Musa berkata kepada Khidr, ''Bolehkah aku mengikutimu supaya kamu mengajarkan kepadaku ilmu yang benar di antara ilmu-ilmu yang telah diajarkan kepadamu?'' (QS 18: 66). Dia menjawab, ''Sesungguhnya kamu sekali-kali tidak akan sanggup sabar bersamaku. Dan bagaimana kamu dapat bersabar atas sesuatu, yang kamu belum mempunyai pengetahuan yang cukup tentang hal itu?'' (QS 18: 67-68).

Mendalam sekali dialog dua hamba Allah itu. Musa yang sedemikian hebat diprediksi Khidr tidak akan bisa bersabar mengikutinya karena ilmunya ''belum cukup''. Kesabaran ternyata hanya bisa dilakukan jika seseorang memiliki ilmunya. Jika tidak, ia hanya bisa ''menyabar-nyabarkan'' diri belaka. Terpaksa sabar. Belum benar-benar bersabar. Dan terbukti, selama mengikuti Khidr, Musa sering protes kepadanya ketika Khidr melakukan sesuatu yang dianggapnya tidak masuk akal.

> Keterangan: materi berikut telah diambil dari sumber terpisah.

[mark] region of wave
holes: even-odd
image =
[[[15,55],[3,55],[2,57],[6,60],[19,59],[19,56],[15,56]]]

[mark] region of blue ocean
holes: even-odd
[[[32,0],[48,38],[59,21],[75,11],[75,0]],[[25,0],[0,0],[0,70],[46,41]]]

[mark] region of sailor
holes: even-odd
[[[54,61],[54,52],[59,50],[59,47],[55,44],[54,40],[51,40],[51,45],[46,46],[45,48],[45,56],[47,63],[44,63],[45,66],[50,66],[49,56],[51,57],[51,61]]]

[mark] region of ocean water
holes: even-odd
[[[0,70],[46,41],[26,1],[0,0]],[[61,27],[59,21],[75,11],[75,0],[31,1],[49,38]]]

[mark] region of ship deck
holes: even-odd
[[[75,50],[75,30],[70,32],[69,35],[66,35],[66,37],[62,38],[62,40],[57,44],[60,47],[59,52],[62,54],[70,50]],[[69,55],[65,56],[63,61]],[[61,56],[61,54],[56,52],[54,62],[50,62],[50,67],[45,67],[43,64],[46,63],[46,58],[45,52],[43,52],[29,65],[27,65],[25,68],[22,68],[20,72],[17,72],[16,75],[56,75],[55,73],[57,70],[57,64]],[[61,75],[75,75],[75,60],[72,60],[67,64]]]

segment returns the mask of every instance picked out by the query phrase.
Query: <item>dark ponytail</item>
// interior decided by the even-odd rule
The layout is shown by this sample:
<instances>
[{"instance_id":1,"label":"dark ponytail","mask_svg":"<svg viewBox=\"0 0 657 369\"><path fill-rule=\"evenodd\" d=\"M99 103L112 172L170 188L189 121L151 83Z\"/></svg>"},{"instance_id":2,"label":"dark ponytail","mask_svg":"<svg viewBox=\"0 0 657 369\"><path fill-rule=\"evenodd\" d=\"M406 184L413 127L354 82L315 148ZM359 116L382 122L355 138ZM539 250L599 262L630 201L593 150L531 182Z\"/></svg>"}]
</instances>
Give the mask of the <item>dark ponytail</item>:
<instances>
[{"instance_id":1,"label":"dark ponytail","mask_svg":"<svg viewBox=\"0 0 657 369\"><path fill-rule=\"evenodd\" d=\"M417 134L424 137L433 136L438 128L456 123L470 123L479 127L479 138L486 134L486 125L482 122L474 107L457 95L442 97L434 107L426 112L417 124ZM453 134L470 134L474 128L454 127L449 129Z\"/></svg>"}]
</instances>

Sesuatu dikatakan masuk akal atau tidak bergantung pada seberapa tinggi ilmu yang telah dimiliki seseorang. Karena itu, Islam adalah agama yang sangat menghargai ilmu dan mengedepankan akal sehat dalam menjalankannya. Hanya orang-orang yang berilmu dan berakal sajalah yang bisa menjalankan agama ini dengan baik, sehingga tercapai tatanan masyarakat yang rahmatan lil alamin yang sebenar-benarnya. (bersambung/ari)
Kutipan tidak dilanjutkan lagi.